There are number of reasons in which you have multilayer boards, and when it comes to high speed design, DDR3 for instance, there is alot more happening than just the connections from pin to pin.
At high speeds, the physics behind electric, and magnetic feilds become a factor as well as power speed requirements. It's no longer a case of just connecting from point A to point B. The route you take, will have an effect, so at high frequency, you might actually lose space because you cant/shouldnt route signals in this area, or near this group of signals etc.. Power supplies are slow, and cannot keep up with the demand of current in digital circuits. You could have a power supply right next to the pin, and your chip may still not work well, because digital circuits require fast currents, and lots of it. The power supply might have a high current rating, but a power supply does not have a fast response. And thats where decoupling capacitors, bulk capacitors, and the overall power network distribution come into play. All these things are required for high speed, and some of them depend on the layer stack. Not just the number of layers, but what the layers actually are.

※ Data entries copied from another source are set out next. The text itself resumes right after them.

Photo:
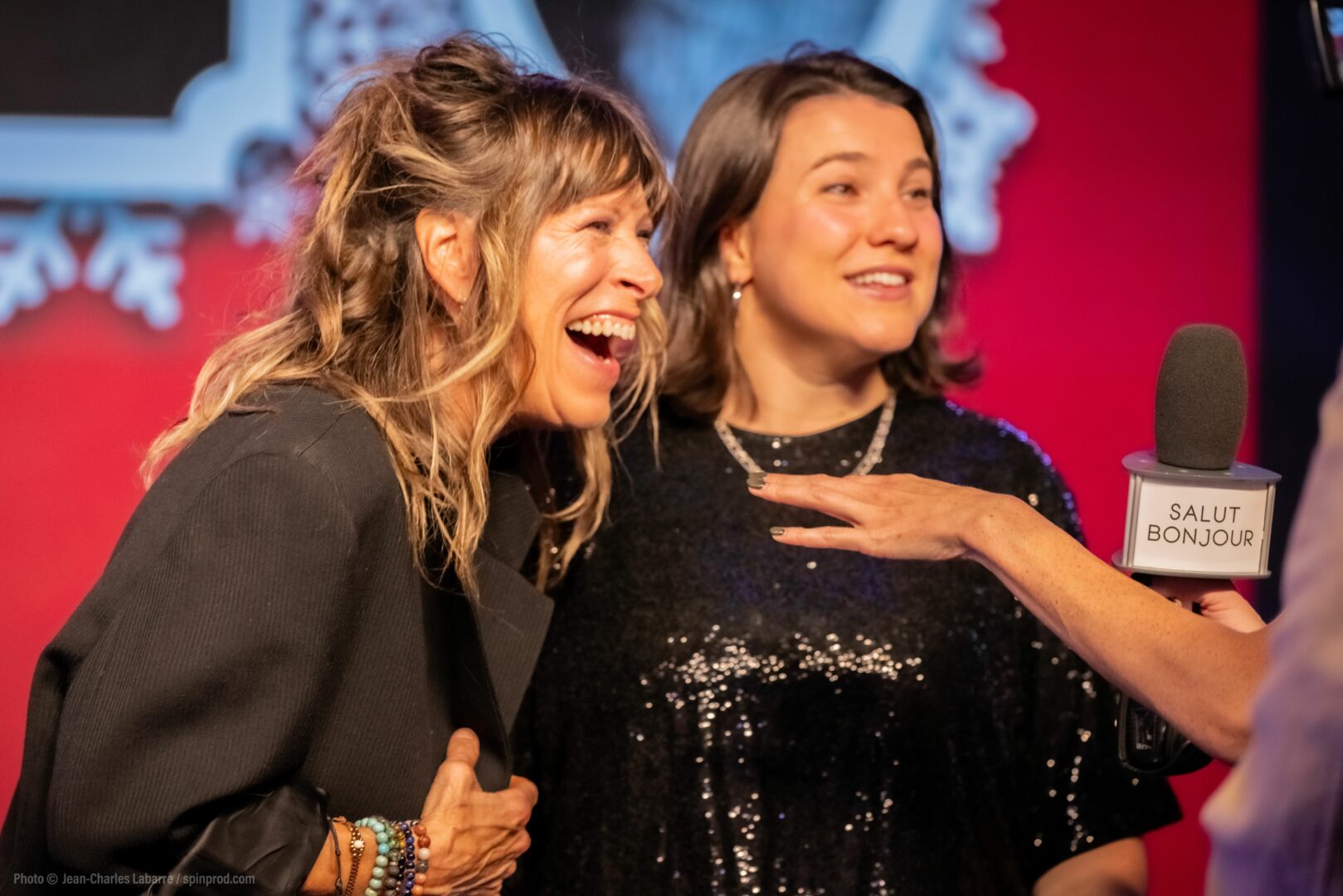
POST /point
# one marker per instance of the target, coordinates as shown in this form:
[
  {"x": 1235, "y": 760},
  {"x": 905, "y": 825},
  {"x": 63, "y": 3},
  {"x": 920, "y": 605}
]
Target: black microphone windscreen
[{"x": 1201, "y": 398}]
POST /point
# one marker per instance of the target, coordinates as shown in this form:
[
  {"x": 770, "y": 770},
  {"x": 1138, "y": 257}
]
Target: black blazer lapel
[{"x": 509, "y": 622}]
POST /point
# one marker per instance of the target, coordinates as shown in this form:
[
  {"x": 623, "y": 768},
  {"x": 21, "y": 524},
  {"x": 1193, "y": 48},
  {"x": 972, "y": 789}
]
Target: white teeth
[
  {"x": 881, "y": 278},
  {"x": 601, "y": 325}
]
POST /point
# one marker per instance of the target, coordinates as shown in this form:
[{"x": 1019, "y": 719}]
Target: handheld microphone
[{"x": 1193, "y": 509}]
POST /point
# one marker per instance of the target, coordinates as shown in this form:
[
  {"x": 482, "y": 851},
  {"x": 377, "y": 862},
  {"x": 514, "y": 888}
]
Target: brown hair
[
  {"x": 720, "y": 175},
  {"x": 457, "y": 128}
]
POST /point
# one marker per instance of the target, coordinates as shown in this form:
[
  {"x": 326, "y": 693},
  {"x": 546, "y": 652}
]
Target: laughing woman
[
  {"x": 718, "y": 713},
  {"x": 320, "y": 597}
]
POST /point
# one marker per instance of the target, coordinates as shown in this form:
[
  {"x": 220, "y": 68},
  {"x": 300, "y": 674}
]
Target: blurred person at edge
[
  {"x": 815, "y": 723},
  {"x": 1268, "y": 698},
  {"x": 320, "y": 597}
]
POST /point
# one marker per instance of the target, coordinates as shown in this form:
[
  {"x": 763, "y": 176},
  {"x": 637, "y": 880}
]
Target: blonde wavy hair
[{"x": 458, "y": 128}]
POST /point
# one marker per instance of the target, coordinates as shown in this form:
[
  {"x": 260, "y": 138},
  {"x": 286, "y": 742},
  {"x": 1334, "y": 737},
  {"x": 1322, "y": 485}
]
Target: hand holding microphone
[{"x": 1198, "y": 672}]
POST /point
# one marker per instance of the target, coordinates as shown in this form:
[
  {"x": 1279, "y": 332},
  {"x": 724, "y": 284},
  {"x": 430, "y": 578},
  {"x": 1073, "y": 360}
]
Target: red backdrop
[{"x": 1130, "y": 212}]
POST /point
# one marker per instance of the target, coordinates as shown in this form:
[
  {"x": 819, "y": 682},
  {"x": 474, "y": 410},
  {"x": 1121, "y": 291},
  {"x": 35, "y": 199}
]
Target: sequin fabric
[{"x": 718, "y": 713}]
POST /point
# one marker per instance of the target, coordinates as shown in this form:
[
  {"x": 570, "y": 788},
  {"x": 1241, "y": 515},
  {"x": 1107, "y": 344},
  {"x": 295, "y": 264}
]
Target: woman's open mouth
[{"x": 606, "y": 338}]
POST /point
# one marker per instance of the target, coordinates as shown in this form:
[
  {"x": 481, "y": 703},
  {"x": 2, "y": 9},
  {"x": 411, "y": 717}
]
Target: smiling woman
[
  {"x": 324, "y": 587},
  {"x": 815, "y": 723}
]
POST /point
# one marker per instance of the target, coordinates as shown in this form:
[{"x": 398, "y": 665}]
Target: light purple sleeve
[{"x": 1277, "y": 822}]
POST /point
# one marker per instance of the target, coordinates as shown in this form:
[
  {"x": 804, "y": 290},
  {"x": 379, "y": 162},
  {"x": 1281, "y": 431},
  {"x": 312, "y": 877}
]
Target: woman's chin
[{"x": 585, "y": 412}]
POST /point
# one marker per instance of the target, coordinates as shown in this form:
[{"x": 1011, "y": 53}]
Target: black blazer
[{"x": 260, "y": 627}]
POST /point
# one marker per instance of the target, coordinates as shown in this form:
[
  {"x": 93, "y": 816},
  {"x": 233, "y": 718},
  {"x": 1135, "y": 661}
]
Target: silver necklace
[{"x": 869, "y": 460}]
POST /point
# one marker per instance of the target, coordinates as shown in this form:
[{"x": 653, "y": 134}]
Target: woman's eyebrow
[
  {"x": 922, "y": 163},
  {"x": 839, "y": 156}
]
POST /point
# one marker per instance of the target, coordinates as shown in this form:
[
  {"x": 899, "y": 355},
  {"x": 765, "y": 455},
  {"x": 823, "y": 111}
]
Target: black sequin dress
[{"x": 720, "y": 713}]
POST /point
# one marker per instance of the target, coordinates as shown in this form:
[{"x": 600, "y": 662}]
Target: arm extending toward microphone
[{"x": 1199, "y": 674}]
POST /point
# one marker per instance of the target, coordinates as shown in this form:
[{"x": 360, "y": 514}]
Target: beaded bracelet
[{"x": 401, "y": 863}]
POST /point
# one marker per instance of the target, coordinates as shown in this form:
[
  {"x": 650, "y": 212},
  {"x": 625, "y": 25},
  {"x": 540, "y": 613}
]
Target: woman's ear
[
  {"x": 450, "y": 253},
  {"x": 735, "y": 251}
]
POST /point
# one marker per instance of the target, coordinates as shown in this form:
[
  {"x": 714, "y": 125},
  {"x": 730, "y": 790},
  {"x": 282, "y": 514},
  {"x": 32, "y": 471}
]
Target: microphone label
[{"x": 1193, "y": 528}]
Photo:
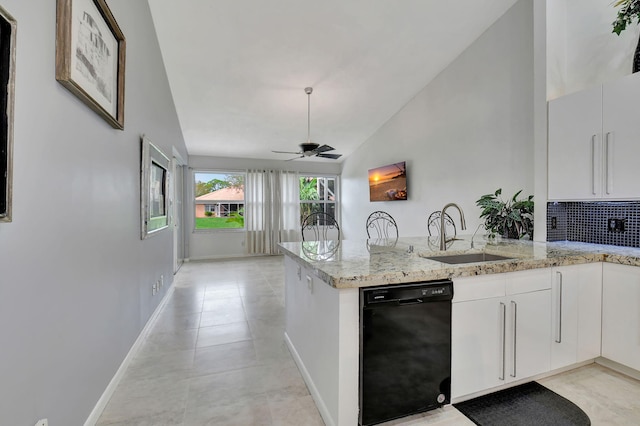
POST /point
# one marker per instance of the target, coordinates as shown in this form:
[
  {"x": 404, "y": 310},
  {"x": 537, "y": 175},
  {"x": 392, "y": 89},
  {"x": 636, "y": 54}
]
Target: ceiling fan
[{"x": 311, "y": 149}]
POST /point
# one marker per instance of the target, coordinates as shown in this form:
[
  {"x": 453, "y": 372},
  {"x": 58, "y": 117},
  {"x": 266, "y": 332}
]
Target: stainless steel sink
[{"x": 468, "y": 258}]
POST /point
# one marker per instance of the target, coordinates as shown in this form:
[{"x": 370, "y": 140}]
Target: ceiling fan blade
[
  {"x": 324, "y": 148},
  {"x": 332, "y": 156},
  {"x": 286, "y": 152}
]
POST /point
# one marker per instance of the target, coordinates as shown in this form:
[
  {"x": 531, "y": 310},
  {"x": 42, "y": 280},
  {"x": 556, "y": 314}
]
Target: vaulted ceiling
[{"x": 238, "y": 68}]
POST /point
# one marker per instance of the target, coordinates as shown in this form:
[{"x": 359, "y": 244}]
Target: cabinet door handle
[
  {"x": 609, "y": 163},
  {"x": 514, "y": 320},
  {"x": 559, "y": 308},
  {"x": 594, "y": 181},
  {"x": 503, "y": 331}
]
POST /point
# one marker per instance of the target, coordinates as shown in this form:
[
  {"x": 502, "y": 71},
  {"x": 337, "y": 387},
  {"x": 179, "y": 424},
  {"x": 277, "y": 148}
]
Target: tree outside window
[{"x": 317, "y": 194}]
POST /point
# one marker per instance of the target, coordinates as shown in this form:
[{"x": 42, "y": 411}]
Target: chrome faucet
[{"x": 443, "y": 236}]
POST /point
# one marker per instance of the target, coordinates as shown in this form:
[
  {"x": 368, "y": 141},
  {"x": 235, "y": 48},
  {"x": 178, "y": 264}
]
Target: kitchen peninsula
[{"x": 323, "y": 281}]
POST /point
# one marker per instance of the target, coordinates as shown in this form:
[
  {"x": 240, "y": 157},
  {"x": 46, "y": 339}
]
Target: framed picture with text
[{"x": 90, "y": 56}]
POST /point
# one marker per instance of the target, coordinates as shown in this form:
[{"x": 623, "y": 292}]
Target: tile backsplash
[{"x": 603, "y": 222}]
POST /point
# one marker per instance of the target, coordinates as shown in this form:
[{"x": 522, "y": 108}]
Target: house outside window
[
  {"x": 318, "y": 193},
  {"x": 219, "y": 200}
]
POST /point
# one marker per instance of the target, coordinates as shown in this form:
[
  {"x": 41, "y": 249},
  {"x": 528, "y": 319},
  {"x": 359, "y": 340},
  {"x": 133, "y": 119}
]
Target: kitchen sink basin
[{"x": 455, "y": 259}]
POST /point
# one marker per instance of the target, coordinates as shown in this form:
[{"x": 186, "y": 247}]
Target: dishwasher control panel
[{"x": 440, "y": 290}]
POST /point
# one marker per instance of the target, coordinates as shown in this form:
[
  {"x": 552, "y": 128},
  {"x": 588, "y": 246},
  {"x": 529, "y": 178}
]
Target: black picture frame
[{"x": 8, "y": 27}]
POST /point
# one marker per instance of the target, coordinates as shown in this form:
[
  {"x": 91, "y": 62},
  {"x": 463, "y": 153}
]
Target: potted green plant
[
  {"x": 511, "y": 219},
  {"x": 629, "y": 10}
]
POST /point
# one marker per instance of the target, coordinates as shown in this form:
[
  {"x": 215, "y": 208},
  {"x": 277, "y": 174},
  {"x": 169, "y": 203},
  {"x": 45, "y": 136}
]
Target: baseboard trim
[
  {"x": 620, "y": 368},
  {"x": 117, "y": 377},
  {"x": 322, "y": 408},
  {"x": 227, "y": 257}
]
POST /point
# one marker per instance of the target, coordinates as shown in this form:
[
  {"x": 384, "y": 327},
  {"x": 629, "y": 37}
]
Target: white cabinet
[
  {"x": 593, "y": 147},
  {"x": 621, "y": 314},
  {"x": 501, "y": 329},
  {"x": 576, "y": 297}
]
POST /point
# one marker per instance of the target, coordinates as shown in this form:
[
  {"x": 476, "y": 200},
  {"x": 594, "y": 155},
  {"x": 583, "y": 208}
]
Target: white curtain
[{"x": 272, "y": 209}]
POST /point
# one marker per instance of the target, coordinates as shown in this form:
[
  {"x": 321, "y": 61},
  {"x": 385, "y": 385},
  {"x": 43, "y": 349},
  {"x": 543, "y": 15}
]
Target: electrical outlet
[{"x": 616, "y": 225}]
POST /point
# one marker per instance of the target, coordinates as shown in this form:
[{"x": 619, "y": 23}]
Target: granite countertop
[{"x": 364, "y": 263}]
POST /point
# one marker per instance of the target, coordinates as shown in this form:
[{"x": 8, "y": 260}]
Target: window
[
  {"x": 317, "y": 194},
  {"x": 219, "y": 200}
]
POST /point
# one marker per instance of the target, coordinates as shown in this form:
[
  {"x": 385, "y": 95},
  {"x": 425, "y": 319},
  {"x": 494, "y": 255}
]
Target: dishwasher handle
[{"x": 410, "y": 302}]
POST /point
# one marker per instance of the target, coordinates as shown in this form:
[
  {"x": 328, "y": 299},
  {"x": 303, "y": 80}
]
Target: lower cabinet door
[
  {"x": 499, "y": 340},
  {"x": 477, "y": 345},
  {"x": 621, "y": 314},
  {"x": 529, "y": 328}
]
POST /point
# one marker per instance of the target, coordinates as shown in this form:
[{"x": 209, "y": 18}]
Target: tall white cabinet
[{"x": 593, "y": 142}]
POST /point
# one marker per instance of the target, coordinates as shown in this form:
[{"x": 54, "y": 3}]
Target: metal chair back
[{"x": 381, "y": 225}]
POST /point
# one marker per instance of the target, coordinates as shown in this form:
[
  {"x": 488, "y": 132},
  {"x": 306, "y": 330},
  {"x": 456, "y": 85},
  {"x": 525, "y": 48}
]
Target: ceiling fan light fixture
[{"x": 308, "y": 148}]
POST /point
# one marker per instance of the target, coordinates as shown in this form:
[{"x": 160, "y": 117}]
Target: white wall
[
  {"x": 467, "y": 133},
  {"x": 582, "y": 50},
  {"x": 231, "y": 243},
  {"x": 75, "y": 278}
]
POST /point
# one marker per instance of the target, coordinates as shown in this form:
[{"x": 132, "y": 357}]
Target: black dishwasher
[{"x": 405, "y": 350}]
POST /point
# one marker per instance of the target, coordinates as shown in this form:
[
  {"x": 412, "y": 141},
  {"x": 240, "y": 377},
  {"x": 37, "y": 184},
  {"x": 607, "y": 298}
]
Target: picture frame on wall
[
  {"x": 90, "y": 56},
  {"x": 154, "y": 189},
  {"x": 8, "y": 28}
]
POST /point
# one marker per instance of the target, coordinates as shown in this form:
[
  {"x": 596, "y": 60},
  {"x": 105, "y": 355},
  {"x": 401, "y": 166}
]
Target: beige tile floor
[{"x": 216, "y": 356}]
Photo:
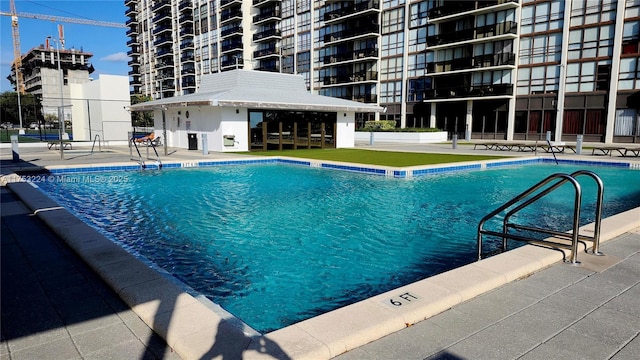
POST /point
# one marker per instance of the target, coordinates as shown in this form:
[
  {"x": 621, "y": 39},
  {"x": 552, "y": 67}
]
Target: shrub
[
  {"x": 389, "y": 126},
  {"x": 379, "y": 125}
]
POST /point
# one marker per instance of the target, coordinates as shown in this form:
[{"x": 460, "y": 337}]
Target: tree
[
  {"x": 141, "y": 118},
  {"x": 29, "y": 104}
]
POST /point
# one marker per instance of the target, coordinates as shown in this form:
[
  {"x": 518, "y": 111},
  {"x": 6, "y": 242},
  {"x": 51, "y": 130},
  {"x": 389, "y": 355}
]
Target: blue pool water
[{"x": 275, "y": 244}]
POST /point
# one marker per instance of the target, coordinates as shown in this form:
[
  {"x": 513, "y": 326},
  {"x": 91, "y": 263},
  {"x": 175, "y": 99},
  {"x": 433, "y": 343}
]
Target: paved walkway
[
  {"x": 53, "y": 306},
  {"x": 589, "y": 312}
]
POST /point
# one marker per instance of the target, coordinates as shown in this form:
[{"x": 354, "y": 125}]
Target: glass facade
[{"x": 527, "y": 66}]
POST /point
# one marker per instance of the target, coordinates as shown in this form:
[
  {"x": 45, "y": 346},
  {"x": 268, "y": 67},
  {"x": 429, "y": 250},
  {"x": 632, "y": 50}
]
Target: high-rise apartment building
[
  {"x": 42, "y": 78},
  {"x": 492, "y": 69}
]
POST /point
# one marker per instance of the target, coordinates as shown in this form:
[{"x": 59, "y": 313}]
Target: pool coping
[{"x": 193, "y": 328}]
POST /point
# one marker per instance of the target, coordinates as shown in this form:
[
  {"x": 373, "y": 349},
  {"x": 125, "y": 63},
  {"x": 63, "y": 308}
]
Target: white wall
[
  {"x": 216, "y": 122},
  {"x": 345, "y": 128}
]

Controlling the feilds, and reducing their effects, EMI, sheilding, inter plane capacitance, signal integrity, power integrity and routing complexity, are the reason why you have might have a multilayer board vs a 2 layer board. You could MAYBE get away with a 2 layer board, but you would have to either model the circuit board (parasitics) and depending on what your high frequency content is, have look at and see if all your requirements are being met.
So can you reduce the number of layers ?
Yes you can.
Will it work ?
Yes. No. Maybe. All of the above.
Try searching this site, for some of the terms in bold. It might answer some questions, or create some new ones.